Sometimes when she smiled in a certain way, a dimple fluttered to life in her left cheek. It was there now. “That’s kind of you.”

He was wondering if she was really oblivious to his interest in her when she said, “I don’t mean to be rude, but it would be better if you don’t come to the door with me. If Rosa sees you she’ll pin you down with a million questions.”

He might have said I can answer questions, or I’m not ready to leave you yet, but neither of those things would move him toward his goal. A goal he had somehow formulated without much conscious thought, but one that had already put down roots. He had to clear his throat to speak.

“I’ll send word tomorrow, or the day after, unless work gets in the way, and then it might not be until later in the week.”

“Generally I’m in surgery in the mornings,” she said. “We both have schedules to work around.”

He took her hand as if to shake it and ran his thumb over the cool silk of her glove to feel the warm skin beneath it, stroking the cleft where palm met wrist. She started but didn’t pull away. He wondered if it was possible for her to stop herself from blushing, or if it was a battle she always lost.

After a moment he passed her leather satchel back to her, and she turned and walked away. Jack watched her go, her pace picking up. Then she stopped and turned back, as if she had forgotten something important.

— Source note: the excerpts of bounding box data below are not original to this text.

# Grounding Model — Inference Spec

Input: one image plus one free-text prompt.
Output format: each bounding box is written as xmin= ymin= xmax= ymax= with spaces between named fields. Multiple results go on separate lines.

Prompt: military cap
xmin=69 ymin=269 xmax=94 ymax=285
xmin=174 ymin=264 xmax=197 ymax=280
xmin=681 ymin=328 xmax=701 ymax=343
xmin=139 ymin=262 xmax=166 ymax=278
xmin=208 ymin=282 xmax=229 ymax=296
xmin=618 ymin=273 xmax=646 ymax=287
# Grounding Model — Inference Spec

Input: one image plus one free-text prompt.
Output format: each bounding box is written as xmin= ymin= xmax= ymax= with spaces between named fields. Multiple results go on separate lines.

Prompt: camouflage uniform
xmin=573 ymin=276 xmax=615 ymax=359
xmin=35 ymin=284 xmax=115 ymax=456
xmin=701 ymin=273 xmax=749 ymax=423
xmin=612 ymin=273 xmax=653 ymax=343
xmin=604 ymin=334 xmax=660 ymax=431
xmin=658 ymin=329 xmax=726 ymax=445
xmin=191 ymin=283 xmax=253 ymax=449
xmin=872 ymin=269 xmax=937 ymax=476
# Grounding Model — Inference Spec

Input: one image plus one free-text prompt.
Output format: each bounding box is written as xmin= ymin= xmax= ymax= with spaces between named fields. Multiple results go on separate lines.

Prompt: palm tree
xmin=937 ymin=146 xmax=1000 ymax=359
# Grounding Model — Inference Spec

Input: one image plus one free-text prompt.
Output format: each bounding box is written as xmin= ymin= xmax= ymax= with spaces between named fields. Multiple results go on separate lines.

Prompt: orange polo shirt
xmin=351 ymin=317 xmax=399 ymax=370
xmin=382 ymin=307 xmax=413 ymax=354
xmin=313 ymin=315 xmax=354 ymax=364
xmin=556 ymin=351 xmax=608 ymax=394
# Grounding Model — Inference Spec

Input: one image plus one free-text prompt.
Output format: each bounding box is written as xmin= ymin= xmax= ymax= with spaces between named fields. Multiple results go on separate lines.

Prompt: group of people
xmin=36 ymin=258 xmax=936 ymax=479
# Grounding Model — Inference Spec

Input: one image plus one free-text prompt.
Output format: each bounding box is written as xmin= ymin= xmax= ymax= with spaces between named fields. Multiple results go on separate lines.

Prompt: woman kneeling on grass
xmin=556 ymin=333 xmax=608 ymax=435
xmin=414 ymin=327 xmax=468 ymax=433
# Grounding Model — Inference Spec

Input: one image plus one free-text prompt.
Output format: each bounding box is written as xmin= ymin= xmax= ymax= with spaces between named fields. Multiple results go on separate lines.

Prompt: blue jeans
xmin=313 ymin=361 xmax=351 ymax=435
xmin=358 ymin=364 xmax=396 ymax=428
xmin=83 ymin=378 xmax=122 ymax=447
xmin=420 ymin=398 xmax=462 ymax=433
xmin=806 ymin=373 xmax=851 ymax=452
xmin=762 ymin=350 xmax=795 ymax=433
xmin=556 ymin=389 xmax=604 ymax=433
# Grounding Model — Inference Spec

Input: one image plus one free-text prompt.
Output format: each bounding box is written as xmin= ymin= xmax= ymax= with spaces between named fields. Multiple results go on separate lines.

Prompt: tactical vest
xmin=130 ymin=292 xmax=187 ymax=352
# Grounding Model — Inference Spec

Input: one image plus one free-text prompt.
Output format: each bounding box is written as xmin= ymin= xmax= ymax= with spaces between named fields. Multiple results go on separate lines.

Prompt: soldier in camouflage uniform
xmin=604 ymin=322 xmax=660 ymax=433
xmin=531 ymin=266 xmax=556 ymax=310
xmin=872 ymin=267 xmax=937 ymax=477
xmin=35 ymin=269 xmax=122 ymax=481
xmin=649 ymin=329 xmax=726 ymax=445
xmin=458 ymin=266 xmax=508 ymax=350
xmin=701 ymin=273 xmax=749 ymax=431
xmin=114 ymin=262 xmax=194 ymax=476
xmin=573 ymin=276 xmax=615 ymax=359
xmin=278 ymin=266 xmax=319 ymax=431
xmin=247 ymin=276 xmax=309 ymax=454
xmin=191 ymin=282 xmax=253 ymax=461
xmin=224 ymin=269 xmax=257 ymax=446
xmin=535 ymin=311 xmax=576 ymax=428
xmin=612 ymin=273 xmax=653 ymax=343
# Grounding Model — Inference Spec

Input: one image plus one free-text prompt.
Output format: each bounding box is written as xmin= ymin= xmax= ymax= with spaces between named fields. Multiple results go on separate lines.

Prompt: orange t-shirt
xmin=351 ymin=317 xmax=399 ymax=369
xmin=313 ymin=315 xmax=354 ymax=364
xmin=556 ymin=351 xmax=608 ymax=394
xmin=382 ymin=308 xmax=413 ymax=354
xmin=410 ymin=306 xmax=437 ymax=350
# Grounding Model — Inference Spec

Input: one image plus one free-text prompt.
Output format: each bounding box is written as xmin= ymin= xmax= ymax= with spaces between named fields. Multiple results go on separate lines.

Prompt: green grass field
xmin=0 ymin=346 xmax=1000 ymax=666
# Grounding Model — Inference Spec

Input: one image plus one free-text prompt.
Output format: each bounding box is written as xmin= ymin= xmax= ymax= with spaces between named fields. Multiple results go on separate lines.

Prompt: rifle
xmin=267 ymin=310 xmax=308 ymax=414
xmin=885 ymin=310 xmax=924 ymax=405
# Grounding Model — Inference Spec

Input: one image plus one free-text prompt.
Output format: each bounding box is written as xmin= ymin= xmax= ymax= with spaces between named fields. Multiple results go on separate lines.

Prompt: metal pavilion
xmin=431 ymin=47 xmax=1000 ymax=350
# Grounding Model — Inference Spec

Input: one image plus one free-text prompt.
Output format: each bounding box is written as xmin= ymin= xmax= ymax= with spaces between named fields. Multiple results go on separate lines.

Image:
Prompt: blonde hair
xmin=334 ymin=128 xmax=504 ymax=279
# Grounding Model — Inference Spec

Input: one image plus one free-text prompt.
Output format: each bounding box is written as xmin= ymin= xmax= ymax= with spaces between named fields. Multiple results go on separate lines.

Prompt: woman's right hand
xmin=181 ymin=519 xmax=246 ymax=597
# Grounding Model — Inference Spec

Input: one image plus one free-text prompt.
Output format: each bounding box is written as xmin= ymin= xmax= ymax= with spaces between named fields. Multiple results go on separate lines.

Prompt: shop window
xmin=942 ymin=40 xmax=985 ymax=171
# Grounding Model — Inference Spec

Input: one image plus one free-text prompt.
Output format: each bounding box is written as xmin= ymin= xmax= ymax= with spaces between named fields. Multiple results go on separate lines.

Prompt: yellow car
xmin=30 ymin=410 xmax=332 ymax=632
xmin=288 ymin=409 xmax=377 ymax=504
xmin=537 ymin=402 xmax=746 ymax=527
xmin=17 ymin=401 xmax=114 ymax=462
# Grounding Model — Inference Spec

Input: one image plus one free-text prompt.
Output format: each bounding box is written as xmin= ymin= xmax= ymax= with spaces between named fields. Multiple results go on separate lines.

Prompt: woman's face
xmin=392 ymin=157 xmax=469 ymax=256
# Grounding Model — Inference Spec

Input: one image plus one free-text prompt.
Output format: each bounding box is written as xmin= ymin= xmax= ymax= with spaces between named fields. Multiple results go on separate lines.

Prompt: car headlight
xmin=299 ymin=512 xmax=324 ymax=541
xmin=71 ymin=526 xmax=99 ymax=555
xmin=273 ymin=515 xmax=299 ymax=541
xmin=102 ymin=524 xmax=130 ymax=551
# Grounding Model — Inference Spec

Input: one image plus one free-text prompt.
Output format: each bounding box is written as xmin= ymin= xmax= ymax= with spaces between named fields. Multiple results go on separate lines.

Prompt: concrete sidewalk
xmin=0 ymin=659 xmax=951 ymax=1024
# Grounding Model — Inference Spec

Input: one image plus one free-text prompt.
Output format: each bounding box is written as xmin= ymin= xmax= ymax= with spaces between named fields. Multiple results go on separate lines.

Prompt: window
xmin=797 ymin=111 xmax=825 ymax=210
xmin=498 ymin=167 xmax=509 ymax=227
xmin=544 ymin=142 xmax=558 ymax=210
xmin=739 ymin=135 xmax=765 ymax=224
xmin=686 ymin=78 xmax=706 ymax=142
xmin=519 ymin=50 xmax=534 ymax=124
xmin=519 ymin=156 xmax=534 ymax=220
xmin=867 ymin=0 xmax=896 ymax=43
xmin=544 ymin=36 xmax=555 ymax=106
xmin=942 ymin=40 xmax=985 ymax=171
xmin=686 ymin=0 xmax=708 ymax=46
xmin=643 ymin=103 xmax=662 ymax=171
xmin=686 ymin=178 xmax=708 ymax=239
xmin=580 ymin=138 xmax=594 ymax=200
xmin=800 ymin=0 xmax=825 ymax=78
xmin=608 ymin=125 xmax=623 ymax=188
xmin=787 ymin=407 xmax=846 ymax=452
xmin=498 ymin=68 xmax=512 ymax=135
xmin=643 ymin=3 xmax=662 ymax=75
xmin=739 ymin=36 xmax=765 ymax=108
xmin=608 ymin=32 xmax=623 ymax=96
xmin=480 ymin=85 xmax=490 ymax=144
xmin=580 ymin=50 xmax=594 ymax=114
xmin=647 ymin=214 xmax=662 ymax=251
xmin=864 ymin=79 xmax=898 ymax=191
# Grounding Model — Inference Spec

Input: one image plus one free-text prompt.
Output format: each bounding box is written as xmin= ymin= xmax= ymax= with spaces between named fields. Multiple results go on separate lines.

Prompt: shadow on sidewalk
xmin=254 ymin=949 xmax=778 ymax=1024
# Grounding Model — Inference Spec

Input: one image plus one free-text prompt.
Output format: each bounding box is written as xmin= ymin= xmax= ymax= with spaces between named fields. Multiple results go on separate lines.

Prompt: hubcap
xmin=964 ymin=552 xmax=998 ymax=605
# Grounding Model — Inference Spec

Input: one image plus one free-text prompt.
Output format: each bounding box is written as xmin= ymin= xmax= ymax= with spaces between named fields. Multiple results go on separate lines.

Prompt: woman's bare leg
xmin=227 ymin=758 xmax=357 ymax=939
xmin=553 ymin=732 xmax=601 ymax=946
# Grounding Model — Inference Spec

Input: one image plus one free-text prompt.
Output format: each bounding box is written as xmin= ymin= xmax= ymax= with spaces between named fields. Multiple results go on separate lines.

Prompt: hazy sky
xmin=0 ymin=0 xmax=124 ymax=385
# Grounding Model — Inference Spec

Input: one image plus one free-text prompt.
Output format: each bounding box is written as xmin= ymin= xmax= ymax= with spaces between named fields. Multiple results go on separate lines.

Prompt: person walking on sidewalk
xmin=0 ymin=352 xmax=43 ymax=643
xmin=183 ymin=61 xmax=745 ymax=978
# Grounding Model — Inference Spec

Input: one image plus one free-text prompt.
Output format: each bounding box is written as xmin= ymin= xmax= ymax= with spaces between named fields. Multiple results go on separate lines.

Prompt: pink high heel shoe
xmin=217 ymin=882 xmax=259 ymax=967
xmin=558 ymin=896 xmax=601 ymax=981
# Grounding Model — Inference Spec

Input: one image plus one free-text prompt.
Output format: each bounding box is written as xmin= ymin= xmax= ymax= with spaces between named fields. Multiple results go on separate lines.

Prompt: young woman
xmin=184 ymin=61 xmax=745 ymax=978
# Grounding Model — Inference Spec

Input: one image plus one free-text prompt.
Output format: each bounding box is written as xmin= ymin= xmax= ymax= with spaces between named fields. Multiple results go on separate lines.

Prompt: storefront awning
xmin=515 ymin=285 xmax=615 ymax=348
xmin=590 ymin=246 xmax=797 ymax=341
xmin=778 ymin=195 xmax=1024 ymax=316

She called, “If your man yesterday had been French, what would you have said to him then?”

He laughed.

“You don’t know!”

“Maybe not,” he called back. “What part of France?”


BY THE TIME they had spent four nights in the house on Waverly Place, the little girls had settled into a routine. “Give children a clock to live by,” Mrs. Lee said. “So they know what’s coming, when it’s coming, how long it will last. They’ll take comfort in that knowing.”